What are the issues surrounding lobbying?

  • Why lobby? Lobbying is a legitimate part of the decision-making process and an integral part of the democratic process. When done well, it should inform decision-makers’ thinking, thus allowing them to take well-informed decisions. Lobbyists can provide information and expertise of a particular field, which decision-makers or politicians will not necessarily possess. As such it should aid better law-making.
  • Why transparency? Policy makers and those who try to influence them must act ethically and they must be accountable for their behaviour. Ensuring the transparency of these processes helps to achieve this and adds to the legitimacy of the decisions taken.
  • It takes two to lobby. Those who lobby and those who are lobbied must observe legal and ethical obligations. SEAP was founded to promote high standards of ethical behaviour amongst European affairs professionals.
  • Money? The link between money and influence is always hotly debated, but it is not the case that those dedicating the most money to their lobbying will necessarily be the most influential. Some basic disclosure of financial information is required by the EU’s Transparency Register.

What is the Transparency Register?

It is essential that those involved in the process of adopting legislation or developing policy are accountable and responsible. Transparency is one way to ensure the accountability of both policy-makers and those who influence them.

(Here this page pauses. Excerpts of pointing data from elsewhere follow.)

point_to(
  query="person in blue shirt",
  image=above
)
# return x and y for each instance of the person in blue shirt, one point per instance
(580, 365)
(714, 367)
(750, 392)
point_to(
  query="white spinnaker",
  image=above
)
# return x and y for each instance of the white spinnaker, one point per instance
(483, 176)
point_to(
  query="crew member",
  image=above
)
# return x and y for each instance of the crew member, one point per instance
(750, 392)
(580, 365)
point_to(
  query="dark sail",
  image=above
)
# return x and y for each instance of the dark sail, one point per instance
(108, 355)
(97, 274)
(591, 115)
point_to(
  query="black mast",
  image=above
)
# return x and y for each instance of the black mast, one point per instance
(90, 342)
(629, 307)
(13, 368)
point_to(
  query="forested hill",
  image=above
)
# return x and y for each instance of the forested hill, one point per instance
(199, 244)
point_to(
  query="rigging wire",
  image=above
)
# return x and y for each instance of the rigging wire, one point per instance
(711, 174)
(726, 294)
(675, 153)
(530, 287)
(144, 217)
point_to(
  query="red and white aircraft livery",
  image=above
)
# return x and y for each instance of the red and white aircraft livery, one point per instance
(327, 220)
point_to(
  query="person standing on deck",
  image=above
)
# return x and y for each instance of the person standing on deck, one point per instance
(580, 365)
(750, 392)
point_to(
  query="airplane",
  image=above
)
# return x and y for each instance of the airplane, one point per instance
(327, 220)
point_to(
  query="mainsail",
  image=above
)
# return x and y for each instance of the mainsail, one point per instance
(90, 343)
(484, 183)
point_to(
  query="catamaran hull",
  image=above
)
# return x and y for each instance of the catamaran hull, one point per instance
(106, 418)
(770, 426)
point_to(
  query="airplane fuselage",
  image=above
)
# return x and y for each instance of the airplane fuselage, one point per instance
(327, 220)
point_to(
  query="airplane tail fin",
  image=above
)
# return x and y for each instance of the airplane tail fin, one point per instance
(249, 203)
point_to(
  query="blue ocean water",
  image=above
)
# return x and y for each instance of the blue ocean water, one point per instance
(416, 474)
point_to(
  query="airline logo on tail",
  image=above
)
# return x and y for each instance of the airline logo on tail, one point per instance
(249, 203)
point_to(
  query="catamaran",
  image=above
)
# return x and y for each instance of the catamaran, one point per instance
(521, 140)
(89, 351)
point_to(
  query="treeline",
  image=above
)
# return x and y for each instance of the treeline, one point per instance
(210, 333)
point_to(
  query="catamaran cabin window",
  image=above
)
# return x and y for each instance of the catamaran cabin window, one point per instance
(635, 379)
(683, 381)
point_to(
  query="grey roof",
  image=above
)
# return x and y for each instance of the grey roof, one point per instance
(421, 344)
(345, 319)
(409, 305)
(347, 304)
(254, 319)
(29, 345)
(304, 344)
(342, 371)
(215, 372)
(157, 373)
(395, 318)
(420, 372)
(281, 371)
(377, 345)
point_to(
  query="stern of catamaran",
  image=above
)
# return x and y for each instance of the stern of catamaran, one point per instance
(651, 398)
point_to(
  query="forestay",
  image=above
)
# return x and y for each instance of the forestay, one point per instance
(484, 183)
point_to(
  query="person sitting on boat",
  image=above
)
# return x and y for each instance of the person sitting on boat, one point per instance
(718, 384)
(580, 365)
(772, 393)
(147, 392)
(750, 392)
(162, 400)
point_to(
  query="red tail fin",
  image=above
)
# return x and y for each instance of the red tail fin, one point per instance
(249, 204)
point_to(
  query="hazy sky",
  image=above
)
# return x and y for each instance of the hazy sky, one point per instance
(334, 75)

  • The European Commission created a public, online register of interest representatives in 2008.
  • Those who seek to influence the EU institutions were encouraged to register, giving information about their organisation, its interests, any clients it might have and some financial information about its interest representation activities.
  • That Commission-only register was extended to the European Parliament after lengthy joint discussions and the common Transparency Register was created in 2011. In 2014 a Revised Interinstitutional Agreement on the Transparency Register was published and in 2015 a new version of  the Transparency Register was launched.
  • The new Register is open to a broader range of actors including:
    • public affairs consultancies
    • law firms
    • non-governmental organisations
    • professional associations
    • think tanks
    • businesses acting on their own behalf
    • some public bodies
  • Those who register must sign the Register’s Code of Conduct. They can also state whether you they are bound by another relevant professional Code. SEAP strongly encourages its members to note in their Register entry that they follow the SEAP Code of Conduct, and provide a link to it.
  • The register is currently voluntary but it’s transitioning to becoming de facto compulsory. SEAP has developed its own guidelines about registration.

What developments should we expect in the future?

In 2016 the Commission published a proposal for an Interinstitutional Agreement on a mandatory Transparency Register covering the Commission, the Parliament and the Council. Negotiations are expected to start in the second half of 2017.